Short-Term and Long-Term Predictions
The consensus for May 2025 is that Bitcoin is likely to trade in a range between $94,000 and $99,500, with a potential breakout above $100,000 if bullish momentum continues. Some models predict a surge to $105,000 or even $110,000 by the end of the month, provided volume and sentiment remain strong. However, other forecasts, such as those from Wallet Investor and TradingBeasts, suggest a more conservative range, with BTC possibly consolidating just below $98,000 for an extended period.
Conclusion: Is Surpassing $98,000 Realistic?
Bitcoin’s current trajectory suggests that passing the $98,000 mark is within reach, provided the market maintains momentum and volume supports the move. The combination of strong institutional demand, positive technical signals, and easing geopolitical tensions creates a favorable environment for Bitcoin to challenge and possibly break through this key resistance.

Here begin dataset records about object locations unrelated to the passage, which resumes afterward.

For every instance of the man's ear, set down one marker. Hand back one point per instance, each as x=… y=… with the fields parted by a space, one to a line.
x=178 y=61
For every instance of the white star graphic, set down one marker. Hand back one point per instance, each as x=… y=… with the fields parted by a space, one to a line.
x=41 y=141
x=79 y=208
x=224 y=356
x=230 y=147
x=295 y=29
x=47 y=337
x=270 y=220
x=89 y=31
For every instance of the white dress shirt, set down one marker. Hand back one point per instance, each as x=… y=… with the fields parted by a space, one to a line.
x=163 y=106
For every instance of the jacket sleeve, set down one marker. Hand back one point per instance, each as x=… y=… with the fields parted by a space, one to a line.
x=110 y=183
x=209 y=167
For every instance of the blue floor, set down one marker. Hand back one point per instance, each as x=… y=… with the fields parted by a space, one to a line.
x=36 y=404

Yet, as Arthur Hayes and other leading analysts emphasize, the journey is unlikely to be smooth. Short-term corrections, driven by macroeconomic headwinds and profit-taking, are still very much in play. If the global financial system faces renewed turbulence and central banks return to aggressive monetary easing, the stage could be set for Bitcoin to not only surpass $98,000, but to aim much higher by year’s end.
For now, Bitcoin stands at a crossroads-poised for a potential breakout but facing the usual hurdles that come with any major rally. The coming weeks will be crucial in determining whether Bitcoin can sustain its bullish run and rewrite its price history once again.
📍 This article is for informational purposes only and does not constitute financial advice.